Le modèle de l’Homo divinus ne répondra pas davantage aux questions théologiques que l’on se pose que ne le fait le modèle « qui raconte une nouvelle fois ». Par exemple, quelle était la destinée éternelle de ceux qui ont vécu avant Adam et Eve ? La réponse est que nous n’en avons  vraiment aucune idée. Mais nous avons l’assurance avec Abraham que notre Dieu est un juste juge (Genèse 18 :25). Heureusement pour nous, nous ne sommes pas appelé à juger la terre entière, et nous pouvons nous abandonner avec confiance entre les mains de celui qui juge avec justice (1 Pierre 2 :23).

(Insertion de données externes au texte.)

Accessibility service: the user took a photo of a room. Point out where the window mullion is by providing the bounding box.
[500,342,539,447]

Les questions soulevées à propos de ceux qui vivaient avant Adam et Eve ne sont pas différentes d’autres questions du même genre. Par exemple, quelle était la destinée éternelle de ceux qui ont vécu en Australie au moment où la loi a été donnée à Moïse sur le Mont Sinaï ? Là encore, nous n’en avons pas la moindre idée, et encore une fois, nous nous en remettons au juste jugement de Dieu. Les chrétiens qui perdent du temps en spéculant sur de tels problèmes pourraient bien donner l’impression qu’ils pensent être les juges de la destinée du monde, oubliant que cette prérogative est celle de Dieu seul.

 

Conclusions

Les deux modèles présentés ici ne sont que des tentatives, des pistes de réflexion. Les deux modèles sont lourdement sous déterminés par les données, ce qui signifie que nous n’en savons pas assez pour trancher la question. Il se pourrait que les deux modèles soit faux et qu’un troisième modèle finisse par l’emporter, espérons-le. Mais pour l’instant, les différentes idées qui ont été présentées semblent être des versions de ces deux modèles.

Est-il probable qu’avec l’arrivée de nouvelles données, l’un ou l’autre ou bien ces deux modèles deviennent indéfendables ? Ce n’est pas impossible, et si cela arrive, il est probable que cela se produira avec les progrès de la science. Par exemple, le modèle de l’homme issu d’Afrique pourrait être mis à mal par de nouvelles découvertes, même si cela nous paraît très improbable aujourd’hui. De même, il n’est pas impossible que de nouvelles données viennent éclairer les racines du monothéisme, et nous aide dans la construction d’un modèle.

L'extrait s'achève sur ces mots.